# New Isaac Sonic



## ciclisto (Nov 8, 2005)

Just rode my new blue carbon Isaac Sonic with campy record/chorus ; very sweet , this bike is flawlessly finished and stiff as I expected yet with a very compliant ride.....This was at close out prices but I could not be happier with this > it has the best carbon finish and is beautiful with minimalist decals. with black tires seat and red tape nice understated ride.
I researched this and took a chance with the company folding (to restart) and it is my first Asian frame but it is a keeper. I think this small company was overlooked.


----------



## T-Fen (Aug 1, 2007)

Pictures please...


----------



## ciclisto (Nov 8, 2005)

report after 5 weeks, after dial in ...the rear hanger was out of alignment, and some front derailleur adjustments etc.
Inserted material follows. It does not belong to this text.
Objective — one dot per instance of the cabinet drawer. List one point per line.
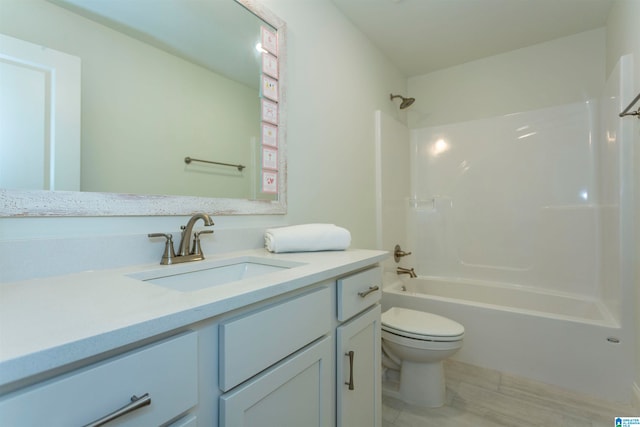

This bike is beautiful well made sturdy and most of all the holy grail for me..... it is super stiff , light and climbs better then anything, it also rides 90% as comfortable as my Colnago C50...I have no issues and can stop riding it I usually only ride a bike two weeks then shift to another and clean adjust the last.....No desire to ride the others yet. The blue carbon is the best one of a kind and very little graphics.
will try to post photos it is blue with red tape pedals and cage. They are not being made now if you can find one it is a gem.

Isaac Sonic
C-50
Master light Molteni
Merckx corsa 01
De Rosa macro
Holland custom steel sl/sp


----------



## Guest (Aug 27, 2009)

pictures?


----------



## kung-fu-panda (Dec 19, 2009)

Isaac back in business @ :http://www.isaac-cycle.com/?gclid=CIesypfq4Z4CFSWlagod7C74Iw


----------